But she wasn’t. And she wouldn’t. She would not give up.

God, she was thirsty.

Miranda gave into the urge to dig through her pack again even though she knew there was nothing left. She’d drank all the bottled water and eaten her last bite of granola bar the day before.

Still, she swung the pack to her front, not breaking her stride. She had to outrun the radiation. Fallout from By-Pass nuclear bombs would be spreading behind her. She had to keep moving. Stay ahead of it.

Miranda looked down at her arm. Fingered the little pricks where she’d given herself the radiation boosters. She’d found them tucked away under the front seat of the first car she’d raided with crisp clear instructions on how to use them printed along the side of the canister. Not that she didn’t remember. Almost every American had these boosters tucked away in their homes and cars. She still remembered most of the “Fallout preparedness” videos they’d watched almost weekly in high school.

Humans had been preparing for this eventuality for her entire lifetime, but she never thought she would actually have to live through it. That she would be the lone survivor.

She wasn’t the only survivor. She couldn’t be. They would be at the ocean.

Miranda went back to searching her bag. The drawstring pack was flimsy. The kind that people gave out for free at fairs. It displayed the logo for a company in crisp white on the blue front, three lines with a stylized mountain in the background. Or maybe it was supposed to be a treadmill? She found it with the gym clothes she was wearing.
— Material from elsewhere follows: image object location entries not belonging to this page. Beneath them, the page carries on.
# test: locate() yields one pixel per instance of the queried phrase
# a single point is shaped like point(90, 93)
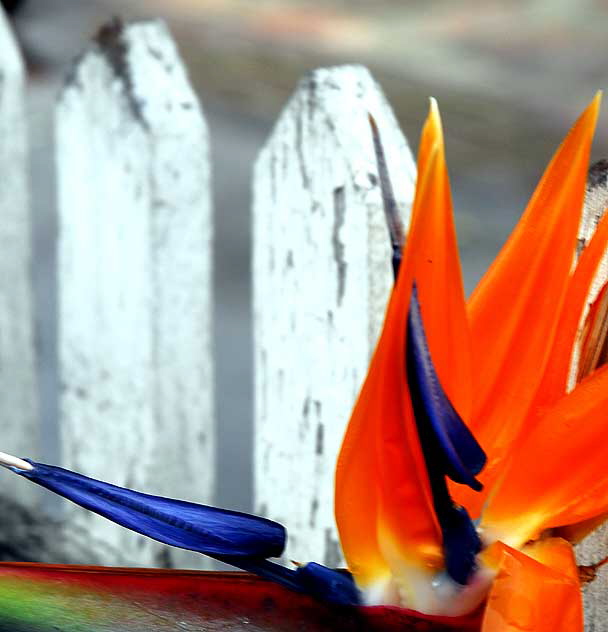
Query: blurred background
point(510, 77)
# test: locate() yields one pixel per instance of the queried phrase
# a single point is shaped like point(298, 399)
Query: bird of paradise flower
point(466, 448)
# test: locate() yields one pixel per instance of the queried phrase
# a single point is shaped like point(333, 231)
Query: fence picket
point(136, 406)
point(19, 419)
point(321, 278)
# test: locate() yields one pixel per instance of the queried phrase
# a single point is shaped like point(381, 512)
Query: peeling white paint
point(136, 405)
point(321, 275)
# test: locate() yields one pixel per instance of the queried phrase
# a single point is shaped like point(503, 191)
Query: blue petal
point(208, 530)
point(327, 584)
point(462, 456)
point(461, 544)
point(449, 449)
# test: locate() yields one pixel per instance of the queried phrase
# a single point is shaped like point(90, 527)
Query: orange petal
point(595, 334)
point(433, 250)
point(530, 595)
point(558, 473)
point(384, 506)
point(513, 312)
point(555, 379)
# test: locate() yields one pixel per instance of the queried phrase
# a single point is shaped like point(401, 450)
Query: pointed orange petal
point(514, 310)
point(555, 379)
point(382, 487)
point(529, 595)
point(434, 251)
point(558, 473)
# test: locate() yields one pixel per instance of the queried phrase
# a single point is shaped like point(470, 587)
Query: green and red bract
point(46, 598)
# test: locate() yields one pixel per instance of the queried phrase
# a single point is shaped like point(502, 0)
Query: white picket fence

It didn’t matter. She’d found it, and it was hers. Just like the workout clothes and the shoes and the water bottle and the granola bars. She had to leave everything behind, and now she wore a stranger’s trim black gym shorts, sports bra, and tank top. Because it was clean, and it fit, and her own clothes were irradiated.

Her clothes had been at the epicenter of the bombs. She had been at the epicenter of the bombs.She’d heard them go off above her. Seen the charred remains of New Seattle. Nothing could have survived.
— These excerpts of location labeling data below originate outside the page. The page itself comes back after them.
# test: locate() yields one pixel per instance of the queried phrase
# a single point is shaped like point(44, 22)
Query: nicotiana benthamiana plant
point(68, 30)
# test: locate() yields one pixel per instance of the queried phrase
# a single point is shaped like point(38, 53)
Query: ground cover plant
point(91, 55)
She shouldn’t have either. She should be irradiated too. Might still be. The boosters might not be enough.

Miranda’s fingers clenched around the empty water bottle. The cheap plastic crinkled under her fingers, giving way with little pops. Such an odd sound in the eerie silence.

Nothing made any sense. Everything else was destroyed. Everything.

Keep going.

Miranda shook her head, cleared her mind, listened for threats, the scampering of feet, the fluttering of birds taking flight. Her ears were ringing in the deadly silence. She wanted to say something aloud just to rid herself of the pain, but her throat throbbed, and her teeth were sticky.

And was it worth the risk that the dogs might find her again?

Those damn dogs. She’d only seen them once on that first day, but it had been more than enough.

They’d chased her for what felt like an eternity. Driving her to move even when all she wanted to do was collapse. Forcing her to forget everything she had lost. Making her put the city she’d been born and raised in behind her and look only forward. Toward the road signs.

The road signs that shouldn’t be working.

Her head blazed with agony as she raked through her thoughts.

How had she survived the blast? How had she escaped the rubble? How had she made it this far?

How was any of this possible?

Don’t think about it.

Miranda breathed deep as her heart raced, and her palms sweat, and her mind began to fracture under the weight of those horrific first moments after the bombs hit. When she was trapped underground. The crunching of metal. The horrible heat.

Stop. There’s no time.

She didn’t have time to fall apart here.

She had to get to the ocean.

There would be people at the ocean. Why would they bother lighting up the mile marker signs if they weren’t gathering at the ocean? And a bunch of people would surely be there, right? There would be boats and planes and emergency services.

Right?

Someone was lighting up these signs.